Blou (1950-1951). Tarbes (1951-1954) et Saint-Maur (1954-1955). La maison de Blou, ouverte en 1935 reçoit le P. Lucien comme supérieur en septembre 1950. Elle compte à cette date 35 jeunes gens. Faute de place, une dizaine ont été refusés. Le Père n’a qu’une année pour apprécier la douceur angevine. En 1951 le collège Jeanne-d’Arc de Tarbes (Hautes-Pyrénées), confié par l’évêque à l’Assomption en 1944, a besoin d’une tète neuve et solide après le P. Régis Escoubas qui en a assuré le redressement. Le P. Lucien est l’homme de la situation pour y exercer un ministère de pacification pendant trois ans. En 1954, il retourne en Anjou, mais cette fois à l’alumnat de Saint-Maur comme surveillant général, une courte année que l’on peut considérer comme un temps de relatif repos ou de mise en réserve.

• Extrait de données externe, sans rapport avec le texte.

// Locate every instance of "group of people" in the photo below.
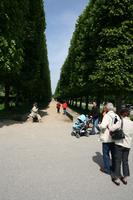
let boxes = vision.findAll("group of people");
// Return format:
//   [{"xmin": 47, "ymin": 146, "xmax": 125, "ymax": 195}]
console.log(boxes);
[
  {"xmin": 56, "ymin": 102, "xmax": 68, "ymax": 115},
  {"xmin": 29, "ymin": 102, "xmax": 133, "ymax": 186},
  {"xmin": 99, "ymin": 103, "xmax": 133, "ymax": 186}
]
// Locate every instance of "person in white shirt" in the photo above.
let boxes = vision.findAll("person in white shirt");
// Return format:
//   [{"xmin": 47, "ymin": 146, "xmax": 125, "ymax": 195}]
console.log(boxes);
[
  {"xmin": 110, "ymin": 108, "xmax": 133, "ymax": 185},
  {"xmin": 99, "ymin": 103, "xmax": 120, "ymax": 174},
  {"xmin": 29, "ymin": 103, "xmax": 41, "ymax": 122}
]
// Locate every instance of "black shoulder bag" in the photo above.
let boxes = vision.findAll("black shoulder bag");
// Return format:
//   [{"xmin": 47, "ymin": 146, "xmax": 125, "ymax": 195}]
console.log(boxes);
[{"xmin": 110, "ymin": 119, "xmax": 125, "ymax": 140}]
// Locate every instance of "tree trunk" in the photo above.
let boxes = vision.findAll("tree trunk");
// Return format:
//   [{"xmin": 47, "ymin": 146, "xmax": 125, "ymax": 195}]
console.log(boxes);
[
  {"xmin": 116, "ymin": 95, "xmax": 122, "ymax": 112},
  {"xmin": 5, "ymin": 83, "xmax": 10, "ymax": 109}
]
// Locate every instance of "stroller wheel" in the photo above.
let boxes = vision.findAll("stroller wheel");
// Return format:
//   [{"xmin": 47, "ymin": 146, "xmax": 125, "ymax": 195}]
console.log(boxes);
[{"xmin": 76, "ymin": 133, "xmax": 80, "ymax": 138}]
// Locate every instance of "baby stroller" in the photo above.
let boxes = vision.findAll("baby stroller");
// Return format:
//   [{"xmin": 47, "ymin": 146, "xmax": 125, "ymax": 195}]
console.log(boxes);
[{"xmin": 71, "ymin": 114, "xmax": 91, "ymax": 138}]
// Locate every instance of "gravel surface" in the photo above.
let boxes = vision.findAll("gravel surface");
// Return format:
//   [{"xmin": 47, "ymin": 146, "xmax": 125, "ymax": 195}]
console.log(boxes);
[{"xmin": 0, "ymin": 101, "xmax": 133, "ymax": 200}]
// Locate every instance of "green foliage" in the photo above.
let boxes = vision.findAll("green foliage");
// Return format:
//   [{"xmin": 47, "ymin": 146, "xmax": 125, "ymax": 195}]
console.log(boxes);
[
  {"xmin": 56, "ymin": 0, "xmax": 133, "ymax": 106},
  {"xmin": 0, "ymin": 0, "xmax": 51, "ymax": 108}
]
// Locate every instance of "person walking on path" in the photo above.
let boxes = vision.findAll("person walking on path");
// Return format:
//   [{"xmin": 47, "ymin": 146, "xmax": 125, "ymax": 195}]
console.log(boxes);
[
  {"xmin": 99, "ymin": 103, "xmax": 120, "ymax": 174},
  {"xmin": 62, "ymin": 102, "xmax": 68, "ymax": 115},
  {"xmin": 91, "ymin": 101, "xmax": 99, "ymax": 135},
  {"xmin": 29, "ymin": 103, "xmax": 41, "ymax": 122},
  {"xmin": 110, "ymin": 108, "xmax": 133, "ymax": 186},
  {"xmin": 56, "ymin": 102, "xmax": 61, "ymax": 113}
]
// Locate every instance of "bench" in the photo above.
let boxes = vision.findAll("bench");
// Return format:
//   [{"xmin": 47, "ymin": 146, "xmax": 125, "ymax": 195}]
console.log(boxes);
[{"xmin": 66, "ymin": 111, "xmax": 73, "ymax": 121}]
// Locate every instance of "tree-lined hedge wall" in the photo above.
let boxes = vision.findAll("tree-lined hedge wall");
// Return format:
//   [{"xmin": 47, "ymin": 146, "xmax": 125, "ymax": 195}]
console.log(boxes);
[
  {"xmin": 0, "ymin": 0, "xmax": 51, "ymax": 107},
  {"xmin": 55, "ymin": 0, "xmax": 133, "ymax": 109}
]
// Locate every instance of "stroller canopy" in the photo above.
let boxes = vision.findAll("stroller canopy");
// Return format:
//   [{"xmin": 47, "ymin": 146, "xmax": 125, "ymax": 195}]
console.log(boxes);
[{"xmin": 78, "ymin": 114, "xmax": 86, "ymax": 122}]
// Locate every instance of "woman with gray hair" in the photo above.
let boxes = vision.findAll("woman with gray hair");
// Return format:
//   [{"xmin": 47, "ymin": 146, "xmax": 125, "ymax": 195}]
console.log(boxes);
[{"xmin": 99, "ymin": 102, "xmax": 120, "ymax": 174}]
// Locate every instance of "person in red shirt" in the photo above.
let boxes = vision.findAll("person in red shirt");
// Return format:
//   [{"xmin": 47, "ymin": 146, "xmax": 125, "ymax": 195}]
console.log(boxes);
[
  {"xmin": 62, "ymin": 102, "xmax": 67, "ymax": 115},
  {"xmin": 56, "ymin": 102, "xmax": 61, "ymax": 113}
]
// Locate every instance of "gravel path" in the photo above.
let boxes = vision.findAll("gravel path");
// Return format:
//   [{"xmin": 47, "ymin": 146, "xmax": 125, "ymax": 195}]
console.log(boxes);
[{"xmin": 0, "ymin": 102, "xmax": 133, "ymax": 200}]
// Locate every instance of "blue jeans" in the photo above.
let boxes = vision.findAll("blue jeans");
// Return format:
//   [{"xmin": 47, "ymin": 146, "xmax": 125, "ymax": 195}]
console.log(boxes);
[
  {"xmin": 114, "ymin": 145, "xmax": 130, "ymax": 178},
  {"xmin": 102, "ymin": 142, "xmax": 114, "ymax": 174}
]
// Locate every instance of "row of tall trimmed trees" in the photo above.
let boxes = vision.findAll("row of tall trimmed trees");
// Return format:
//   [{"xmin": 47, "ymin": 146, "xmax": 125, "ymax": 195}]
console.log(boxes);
[
  {"xmin": 55, "ymin": 0, "xmax": 133, "ymax": 111},
  {"xmin": 0, "ymin": 0, "xmax": 51, "ymax": 107}
]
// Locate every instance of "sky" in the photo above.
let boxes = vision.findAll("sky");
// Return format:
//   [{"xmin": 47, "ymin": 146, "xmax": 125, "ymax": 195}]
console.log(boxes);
[{"xmin": 44, "ymin": 0, "xmax": 89, "ymax": 93}]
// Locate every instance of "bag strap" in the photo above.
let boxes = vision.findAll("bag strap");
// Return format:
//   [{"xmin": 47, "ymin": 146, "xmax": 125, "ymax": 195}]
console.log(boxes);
[{"xmin": 107, "ymin": 113, "xmax": 123, "ymax": 130}]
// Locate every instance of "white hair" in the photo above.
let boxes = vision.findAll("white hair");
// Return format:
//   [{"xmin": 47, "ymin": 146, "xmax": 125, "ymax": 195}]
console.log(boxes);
[{"xmin": 106, "ymin": 102, "xmax": 114, "ymax": 110}]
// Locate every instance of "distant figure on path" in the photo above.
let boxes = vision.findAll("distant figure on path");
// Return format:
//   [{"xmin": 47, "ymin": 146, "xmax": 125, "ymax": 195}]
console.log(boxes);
[
  {"xmin": 29, "ymin": 103, "xmax": 41, "ymax": 122},
  {"xmin": 62, "ymin": 102, "xmax": 68, "ymax": 115},
  {"xmin": 99, "ymin": 103, "xmax": 120, "ymax": 174},
  {"xmin": 56, "ymin": 102, "xmax": 61, "ymax": 113}
]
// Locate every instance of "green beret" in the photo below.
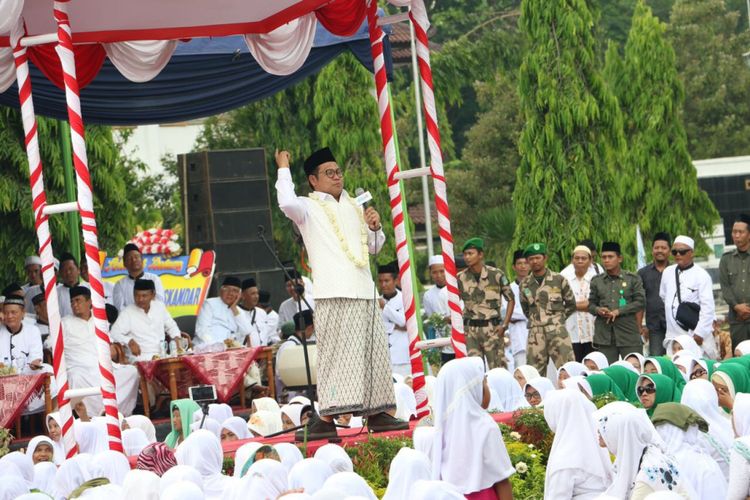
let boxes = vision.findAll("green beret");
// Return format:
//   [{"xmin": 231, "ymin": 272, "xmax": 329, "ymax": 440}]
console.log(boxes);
[
  {"xmin": 461, "ymin": 238, "xmax": 484, "ymax": 252},
  {"xmin": 523, "ymin": 243, "xmax": 547, "ymax": 257}
]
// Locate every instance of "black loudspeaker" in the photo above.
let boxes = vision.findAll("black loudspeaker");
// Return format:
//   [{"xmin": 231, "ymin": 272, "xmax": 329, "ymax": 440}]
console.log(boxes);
[{"xmin": 178, "ymin": 148, "xmax": 287, "ymax": 307}]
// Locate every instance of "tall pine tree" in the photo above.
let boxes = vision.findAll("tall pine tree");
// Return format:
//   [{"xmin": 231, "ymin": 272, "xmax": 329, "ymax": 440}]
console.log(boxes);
[
  {"xmin": 513, "ymin": 0, "xmax": 634, "ymax": 269},
  {"xmin": 605, "ymin": 0, "xmax": 719, "ymax": 254}
]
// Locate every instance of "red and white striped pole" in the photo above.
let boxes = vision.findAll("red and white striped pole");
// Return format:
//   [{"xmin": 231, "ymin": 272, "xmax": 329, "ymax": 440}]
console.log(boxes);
[
  {"xmin": 11, "ymin": 21, "xmax": 78, "ymax": 458},
  {"xmin": 409, "ymin": 0, "xmax": 466, "ymax": 358},
  {"xmin": 54, "ymin": 0, "xmax": 123, "ymax": 451},
  {"xmin": 367, "ymin": 0, "xmax": 429, "ymax": 417}
]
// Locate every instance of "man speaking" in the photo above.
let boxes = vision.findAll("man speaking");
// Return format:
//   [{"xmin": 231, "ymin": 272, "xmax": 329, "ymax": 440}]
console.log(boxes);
[{"xmin": 276, "ymin": 148, "xmax": 409, "ymax": 440}]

Jérusalem (1955-1961 et (1971-1972). A l’été de 1955, le P. Lucien est nommé supérieur de Notre-Dame de France à Jérusalem. La grande hôtellerie de 400 chambres, bâtie au XIXème siècle, se trouve sur la ligne de feu pendant la première guerre israélo-arabe de 1948. Elle a beaucoup souffert des obus et du pillage, l’aile sud est en ruines, le reste occupé par des réfugiés devenus locataires, 220 personnes en 1957. La communauté compte cinq religieux dont le Frère François Haas. Un essai de restauration se poursuit. Mais, située à la frontière Jordano-Isréalienne (1948-1967), la maison reste en partie un fortin. L’Assomption se trouve dans l’impossibilité financière d’achever la réparation de l’ensemble et d’en assurer l’avenir. On connaît le dénouement de cette affaire, la cession de Notre-Dame au Saint-Siège, en février 1972, après beaucoup de soucis, une première vente cassée, un procès et des contrariétés en tout genre.

Melle (1961-1969), Layrac (1969-1978), Fumel et Agen (1978-1990). En 1961, le P. Lucien est nommé archiprêtre à Melle (Deux-Sèvres), secteur paroissial que l’Assomption dessert de 1925 à 1991. En 1969, il prend en charge les débuts de la maison de Layrac, scolasticat jusqu’en 1969, transformée à cette date en maison de retraite. De 1978 à 1981, le P. Lucien est à Fumel. Il revient ensuite en Agen, à la communauté de la rue Michelet qui émigre à la rue Goumy en 1986. Il s’adonne à divers ministères et jardine volontiers à l’évêché. A partir de 1988, il est aussi aumônier du Carmel de la ville jusqu’en septembre 1990, date à laquelle il vient se retirer à Layrac. Il meurt à l’hôpital d’Agen, le 4 octobre 1993, dans sa 88ème année. Ses obsèques sont célébrées à Layrac, le 6 octobre suivant, présidées par Mgr Sabin Saint-Gaudens, évêque d’Agen, ancien élève de Sainte-Barbe de Toulouse. Belle figure d’un religieux serviteur, toujours disponible.

Bibliographies

Bibliographie et documentation: Documents Assomption, Nécrologe (V) 1991-1993, p. 120-125. Assomption France, Nécrologie années 1992-1993, p. 285-288. Lettre du P. Lucien Laurent au P. Wilfrid Dufault, Jérusalem, 22 juillet 1961. Dans les ACR, du P. Lucien Laurent, importante correspondance (1948-1971), rapports sur Agen (1948-1950), sur Tarbes (1951-1954), sur Jérusalem (1961), sur Melle (1961-1963). M. Chalendard, Notre-Dame de France, aujourd’hui Notre-Dame dez Jérusalem, Institut pontifical, Téqui, 1984. L’Express, 30 décembre 1993. La Croix, 24 septembre 1967, 3 novembre 1970, Le Monde, 31 octobre 1970. Notes et souvenirs des PP. M. Guillemin et N. Richard sur le P. Lucien Laurent.